Nafion Hybrid Membranes with Enhanced Ion Selectivity via Supramolecular Complexation for Vanadium Redox Flow Batteries
Zexu Li, Haibo He, Liang Zhai, Haikun Guo, Xiang Li, Tingting Li, Siqi He, Shengchao Chai, Andrey Usenko, Haolong Li
Abstract
Nafion is considered to be the benchmark among commercial polymer proton exchange membranes. However, the significant size difference between its ionic domains and vanadium ions leads to severe vanadium crossover in vanadium redox flow batteries (VRFBs). Current modification strategies for Nafion can suppress vanadium crossover but at the expense of decreased conductivity.
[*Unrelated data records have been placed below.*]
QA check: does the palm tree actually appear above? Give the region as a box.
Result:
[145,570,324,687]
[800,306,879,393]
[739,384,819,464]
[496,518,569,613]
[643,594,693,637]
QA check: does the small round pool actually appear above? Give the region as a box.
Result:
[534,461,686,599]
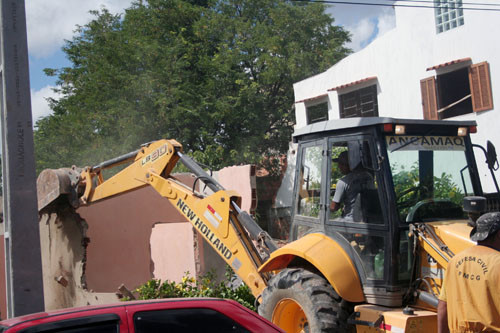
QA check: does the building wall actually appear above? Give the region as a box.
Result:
[294,0,500,191]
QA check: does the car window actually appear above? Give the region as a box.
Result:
[134,308,249,333]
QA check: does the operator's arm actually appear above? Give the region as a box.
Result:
[330,179,347,212]
[438,300,450,333]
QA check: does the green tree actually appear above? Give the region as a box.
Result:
[35,0,350,171]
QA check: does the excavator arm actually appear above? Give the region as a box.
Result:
[38,140,276,296]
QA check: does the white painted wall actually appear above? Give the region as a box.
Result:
[294,0,500,192]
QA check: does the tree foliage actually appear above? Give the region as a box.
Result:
[35,0,350,171]
[132,266,256,311]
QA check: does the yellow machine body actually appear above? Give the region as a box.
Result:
[259,233,365,302]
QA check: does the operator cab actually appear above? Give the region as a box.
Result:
[290,118,482,306]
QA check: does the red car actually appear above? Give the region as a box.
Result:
[0,298,283,333]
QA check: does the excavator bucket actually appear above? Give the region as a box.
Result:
[36,167,81,211]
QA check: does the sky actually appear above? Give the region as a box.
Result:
[25,0,395,122]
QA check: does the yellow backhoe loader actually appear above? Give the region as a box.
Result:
[38,118,499,332]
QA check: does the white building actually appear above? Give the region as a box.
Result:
[294,0,500,192]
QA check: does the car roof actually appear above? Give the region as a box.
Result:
[0,297,229,327]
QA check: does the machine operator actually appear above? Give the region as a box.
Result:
[438,212,500,333]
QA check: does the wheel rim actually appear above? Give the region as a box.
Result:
[272,298,309,333]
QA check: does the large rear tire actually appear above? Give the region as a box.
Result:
[259,268,354,333]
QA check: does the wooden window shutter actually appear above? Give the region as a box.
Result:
[420,76,438,119]
[469,61,493,112]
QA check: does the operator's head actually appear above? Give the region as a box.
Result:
[333,150,351,175]
[470,212,500,246]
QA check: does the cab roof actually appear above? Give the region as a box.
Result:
[293,117,477,142]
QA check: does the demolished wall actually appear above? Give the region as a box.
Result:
[25,166,255,310]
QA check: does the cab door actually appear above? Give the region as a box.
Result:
[290,139,327,240]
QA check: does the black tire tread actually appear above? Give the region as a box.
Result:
[259,268,354,332]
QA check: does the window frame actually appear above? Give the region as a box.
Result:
[305,99,330,125]
[338,82,379,118]
[420,61,493,120]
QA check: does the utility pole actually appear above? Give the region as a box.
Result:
[0,0,44,318]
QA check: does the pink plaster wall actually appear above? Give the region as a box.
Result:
[217,165,257,213]
[150,222,196,282]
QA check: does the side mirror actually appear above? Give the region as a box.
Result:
[486,140,498,171]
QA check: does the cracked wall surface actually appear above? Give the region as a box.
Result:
[0,166,255,318]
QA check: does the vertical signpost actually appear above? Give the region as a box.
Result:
[0,0,44,318]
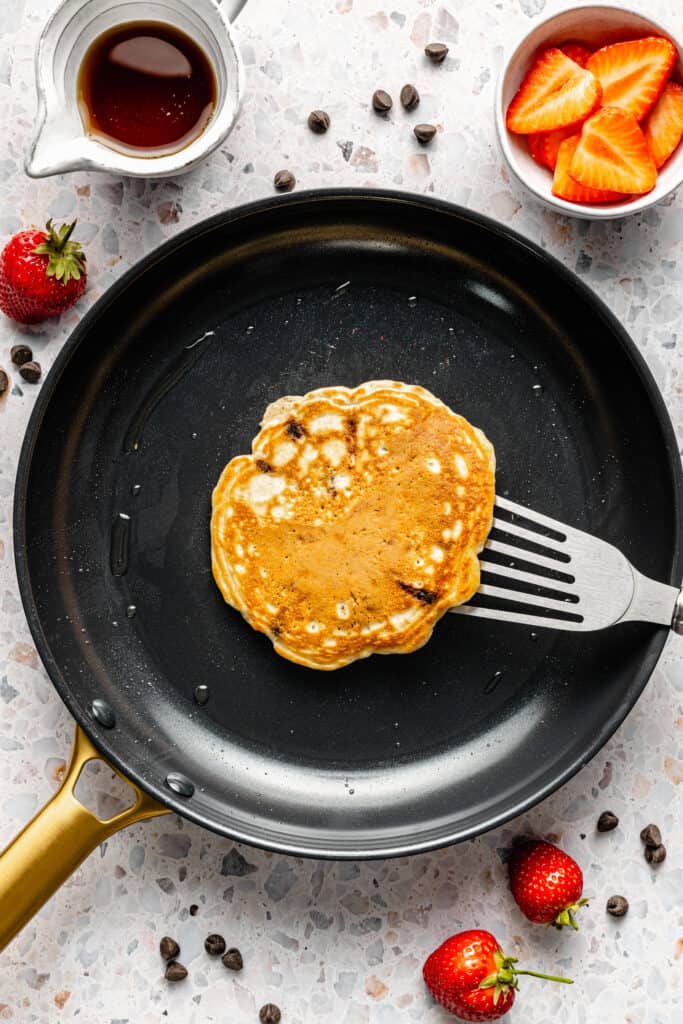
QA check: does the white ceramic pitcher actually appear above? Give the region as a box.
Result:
[26,0,246,178]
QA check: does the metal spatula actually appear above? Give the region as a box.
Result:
[452,496,683,633]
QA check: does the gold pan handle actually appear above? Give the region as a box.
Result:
[0,725,168,950]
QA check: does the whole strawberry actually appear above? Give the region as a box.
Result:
[422,929,572,1021]
[0,220,87,324]
[510,840,588,931]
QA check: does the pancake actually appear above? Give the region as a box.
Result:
[211,381,495,670]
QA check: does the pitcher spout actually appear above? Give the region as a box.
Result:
[25,118,86,178]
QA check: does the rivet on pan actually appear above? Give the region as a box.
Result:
[165,771,195,797]
[90,697,116,729]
In this work, we employ a supramolecular complexation strategy to precisely modify Nafion ionic domains using poly(2-vinylpyridine) (P2VP), achieving efficient vanadium screening. The excellent compatibility between P2VP and the ionic domains allows Nafion to maintain continuous proton transport channels. Additionally, the substantial steric hindrance and Donnan exclusion effect of P2VP lead to a 30.9% increase in ion selectivity (10.6 × 10 4 S min cm –3 ) compared to Nafion 212 membranes (8.1 × 10 4 S min cm –3 ). The hybrid membranes significantly enhance VRFB performance, demonstrated by superior Coulombic efficiency (98.1%) and energy efficiency (88.8%) at 100 mA cm –2, compared to Nafion 212 membranes (96.9% and 87.4%). Moreover, after 100 cycles, the capacity retention of VRFBs with hybrid membranes (90.8%) was 1.3 times higher than that of Nafion 212 membranes (67.3%). These results highlight the unique advantages of the supramolecular complexation strategy in finely tuning the structure and ionic conduction of polymer electrolyte membranes.